Acara berlangsung sederhana dan tanpa kembang api, sebagai bentuk penghormatan terhadap situasi duka para pengungsi.
Dalam kesempatan tersebut, Presiden Prabowo mengucapkan Selamat Tahun Baru 2026 kepada para warga yang hadir.
Ia juga mengajak seluruh pengungsi menyanyikan lagu-lagu nasional seperti “Tanah Air” dan “Rayuan Pulau Kelapa” untuk membangkitkan semangat dan harapan.
"Kita menghadapi musibah dan tantangan, tapi harus semangat, ikhlas, dan kuat," ungkapnya di hadapan warga.
Pesan Kepedulian dan Doa Bersama
Presiden memimpin doa bersama untuk keselamatan dan kebaikan semua warga yang terdampak bencana.
Ia menekankan bahwa para pengungsi tidak sendirian dan pemerintah akan terus mendampingi mereka.
"Presidenmu tidak akan pernah meninggalkan kalian.

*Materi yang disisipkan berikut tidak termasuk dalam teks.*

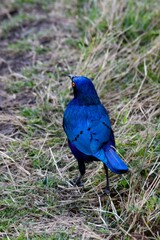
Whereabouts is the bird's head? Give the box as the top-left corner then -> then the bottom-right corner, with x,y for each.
68,75 -> 100,105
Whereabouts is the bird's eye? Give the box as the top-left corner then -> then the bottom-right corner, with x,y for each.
72,81 -> 76,87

Kita akan bersama," tegas Prabowo dengan suara lantang.
Interaksi Hangat dan Kehadiran Pejabat
Dalam suasana penuh kehangatan, Prabowo turun langsung menyapa dan bersalaman dengan para pengungsi, mendengar keluhan mereka, serta memeluk anak-anak sebagai bentuk empati.

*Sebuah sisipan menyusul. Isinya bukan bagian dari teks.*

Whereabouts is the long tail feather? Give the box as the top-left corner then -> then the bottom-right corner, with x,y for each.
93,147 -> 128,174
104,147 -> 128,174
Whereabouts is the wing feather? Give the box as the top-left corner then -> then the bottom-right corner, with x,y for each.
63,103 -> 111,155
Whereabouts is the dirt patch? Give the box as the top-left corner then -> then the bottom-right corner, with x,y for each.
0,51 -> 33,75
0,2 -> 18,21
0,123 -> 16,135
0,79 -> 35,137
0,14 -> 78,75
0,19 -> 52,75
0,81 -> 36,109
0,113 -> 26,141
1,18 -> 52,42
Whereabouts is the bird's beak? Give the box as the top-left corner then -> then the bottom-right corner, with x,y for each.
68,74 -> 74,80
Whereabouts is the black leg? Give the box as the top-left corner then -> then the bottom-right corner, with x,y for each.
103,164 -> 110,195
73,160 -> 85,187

Kunjungan Presiden turut didampingi oleh sejumlah pejabat tinggi negara, antara lain Menteri Sekretaris Negara Prasetyo Hadi, Sekretaris Kabinet Teddy Indra Wijaya, Menteri Luar Negeri Sugiono, dan Kepala Badan Komunikasi Pemerintah Angga Raka Prabowo.

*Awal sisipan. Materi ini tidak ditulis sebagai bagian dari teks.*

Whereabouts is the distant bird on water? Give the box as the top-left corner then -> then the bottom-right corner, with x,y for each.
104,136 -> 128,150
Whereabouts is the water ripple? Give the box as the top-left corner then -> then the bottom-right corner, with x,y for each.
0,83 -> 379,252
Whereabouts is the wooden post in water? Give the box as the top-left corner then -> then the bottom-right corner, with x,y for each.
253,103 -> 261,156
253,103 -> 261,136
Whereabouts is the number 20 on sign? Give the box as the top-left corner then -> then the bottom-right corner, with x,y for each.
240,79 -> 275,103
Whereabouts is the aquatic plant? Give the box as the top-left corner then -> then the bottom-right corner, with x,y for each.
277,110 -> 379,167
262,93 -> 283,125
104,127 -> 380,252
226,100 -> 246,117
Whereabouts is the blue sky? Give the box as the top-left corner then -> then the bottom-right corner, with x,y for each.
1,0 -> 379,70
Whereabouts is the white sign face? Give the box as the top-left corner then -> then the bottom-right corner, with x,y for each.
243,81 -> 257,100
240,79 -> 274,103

Hadir pula Menteri Pertahanan Sjafrie Sjamsoeddin, Menteri Dalam Negeri Tito Karnavian, Menko Infrastruktur dan Pembangunan Kewilayahan Agus Harimurti Yudhoyono, serta Wakil Panglima TNI Jenderal TNI Tandyo Budi Revita.
Gubernur Sumatera Utara Bobby Nasution dan Bupati Tapanuli Selatan Gus Irawan Pasaribu juga mendampingi Presiden dalam kegiatan tersebut.